Hypebeasts have slowly taken away the love out of collecting shoes, and made it a sport. There is no more trying on before you buy. With the Yeezy 750 Boost (or any Yeezy’s for that matter), the hype was real and the Adidas website was swarmed with traffic. Later that afternoon, everyone who managed to purchase a pair, let it be known throughout social media.
Instagram and Twitter was flooded with pictures of confirmation pages and on feet photos of the new Yeezys. The reason why I gave an example using the Yeezy is because months before when the model was leaked with Kanye holding them in hand on a plane, many sneaker heads called them ugly or “fake Uggs”. But due to the hype, many people gave in and rejected their original opinions for the sake of having a pair of Yeezys just to say “I have a pair of Yeezys”.
This, my friend, is the definition of a Hypebeast. The ultimate reason why Hypebeast are looked down upon is because they are the lifeline for vultures called, resellers.
Resellers feed off the divide within the Sneaker Culture
The sudden popularity for sneaker collecting and how it has become so mainstream also brought about resellers. Resellers are not considered sneaker heads, but their actions are detrimental to the sneaker culture. Resellers feed off the divide within the sneaker culture.
They purchase multiple pairs of a shoe in various sizes, and then sell it to those that missed out for double or sometimes triple the price. There are also those that offer pre-orders on highly sought after sneaker releases. The Jordan 1s “OG Chicago Hi” just released recently for $150 – $160, due to the high demand for these shoes most likely resellers purchase multiple sizes.
If you were to visit eBay right now, you would probably see the prices around $300. Resellers fuel the hype for sneaker releases, and make sure that you have to go through them in order to cop the shoes that you so desperately want.
Going back to the case of the Yeezys, Sole Collector released an article that collected data from eBay that showed the resell value of all the Yeezys that ever released. The prices ranged from $1000 – $5000, for shoes that were originally released for $245 – $350 (a steep price already). No matter how much you love the Yeezy 2 “Red October” it is not worth the equivalent to a down payment on a house.
There has to be a point where sneaker heads say “enough”.
There will always be hype for sneaker releases. I have never camped out for a pair shoes (and never will). I enjoy waking up on Saturday, walking into the mall, and just hanging out at Footlocker trying on shoes. I enjoy rocking my shoes. I enjoy playing basketball in them. I enjoy buying sneakers for my little brother, because I want this to be a hobby that we share.

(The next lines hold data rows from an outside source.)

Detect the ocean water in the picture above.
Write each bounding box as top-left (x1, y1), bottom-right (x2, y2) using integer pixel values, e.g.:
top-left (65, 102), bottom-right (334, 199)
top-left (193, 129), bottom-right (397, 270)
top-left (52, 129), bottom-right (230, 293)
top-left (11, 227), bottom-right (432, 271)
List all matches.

Sneakers should be an expression of yourself, not the amount of money you have in your pockets. For others, sneakers are seen as an accessory to their outfit.
For sneaker heads, their outfit is seen as an accessory to their sneakers. We build our outfit around our sneakers.
The sneaker culture will not die, but we must not let it become ruined.
Buy what you like and don’t give into the hype.